June 24 (Bloomberg) -- The U.S. Department of Justice is preparing to impose the first fines and bring charges in the global investigation into the manipulation of foreign-exchange rates as soon as this year, a person with knowledge of the matter said.
A number of firms and individuals could face penalties by U.S. prosecutors before the year-end, according to the person, who asked not to be identified because the matter is private.
The sanctions would put the Justice Department at the fore of the probe by more than a dozen authorities around the world into whether traders rigged the $5.3 trillion-a-day currency market. Britain’s Financial Conduct Authority, the first watchdog to say it was looking into the matter, said in February it was unlikely to complete its probe this year.
Regulators and prosecutors are scrutinizing allegations that dealers at the world’s biggest banks traded ahead of their clients and colluded to rig the WM/Reuters rates, a benchmark pension funds and money managers use to determine what they pay for foreign currencies.

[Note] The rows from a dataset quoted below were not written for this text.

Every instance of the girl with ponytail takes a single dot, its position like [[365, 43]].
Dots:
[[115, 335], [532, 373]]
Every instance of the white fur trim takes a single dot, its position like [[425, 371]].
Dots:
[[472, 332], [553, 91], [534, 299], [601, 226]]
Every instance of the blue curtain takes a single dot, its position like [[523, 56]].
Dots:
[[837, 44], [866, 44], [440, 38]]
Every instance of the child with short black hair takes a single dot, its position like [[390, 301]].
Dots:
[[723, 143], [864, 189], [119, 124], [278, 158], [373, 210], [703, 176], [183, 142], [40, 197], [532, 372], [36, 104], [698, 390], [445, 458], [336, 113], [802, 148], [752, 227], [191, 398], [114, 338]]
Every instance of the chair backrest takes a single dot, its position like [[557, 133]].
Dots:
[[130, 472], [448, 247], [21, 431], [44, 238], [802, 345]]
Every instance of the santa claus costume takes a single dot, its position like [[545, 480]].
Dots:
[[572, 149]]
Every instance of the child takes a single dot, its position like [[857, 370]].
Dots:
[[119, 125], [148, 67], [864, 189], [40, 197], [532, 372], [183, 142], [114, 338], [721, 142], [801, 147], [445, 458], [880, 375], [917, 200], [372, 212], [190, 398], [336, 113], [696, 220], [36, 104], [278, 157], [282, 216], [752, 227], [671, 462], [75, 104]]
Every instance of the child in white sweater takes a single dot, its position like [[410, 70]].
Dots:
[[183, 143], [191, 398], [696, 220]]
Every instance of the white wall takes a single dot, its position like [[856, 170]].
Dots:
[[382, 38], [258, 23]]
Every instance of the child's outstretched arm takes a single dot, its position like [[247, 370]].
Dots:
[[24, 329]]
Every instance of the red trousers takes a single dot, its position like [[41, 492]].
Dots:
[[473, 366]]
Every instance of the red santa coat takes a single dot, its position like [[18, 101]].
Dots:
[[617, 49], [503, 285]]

No firms or individuals have been accused of wrongdoing.
Marc Raimondi, a Justice Department spokesman, and Chris Hamilton, a spokesman for the FCA in London, declined to comment on the status of the investigations.
The Justice Department is looking into whether traders’ practices violated fraud and antitrust laws. It also has been interviewing bank salespeople and clients in recent months about how customers are charged for currency transactions and whether markups are adequately disclosed, two people with knowledge of the case said last week.
UBS AG, the fourth-biggest currency trader, has sought to reduce any potential punishment from U.S. and European Union authorities by cooperating with antitrust investigators and reporting on its own conduct in currency markets, people with knowledge of the matter said in February. In the U.S., a company can seek immunity from the Justice Department’s antitrust division if it’s first to report violations and cooperates fully with a government probe.
Neither authority has said it has made a decision on whether UBS will be granted leniency. Immunity from antitrust violations doesn’t protect the bank from other potential charges from the Justice Department’s fraud division, which have to be negotiated separately.
Serge Steiner, a spokesman for UBS in Zurich, referred to the bank’s disclosure about the FX probes in its first-quarter report. The bank has said it is cooperating with authorities.
Chantal Hughes, a European Commission spokeswoman, declined to comment on the status of the EU investigation.
Citigroup Inc., Deutsche Bank AG and Barclays Plc, the other top currency dealers according to Euromoney Institutional Investor Plc’s annual survey, have all said they are cooperating with the foreign-exchange investigations.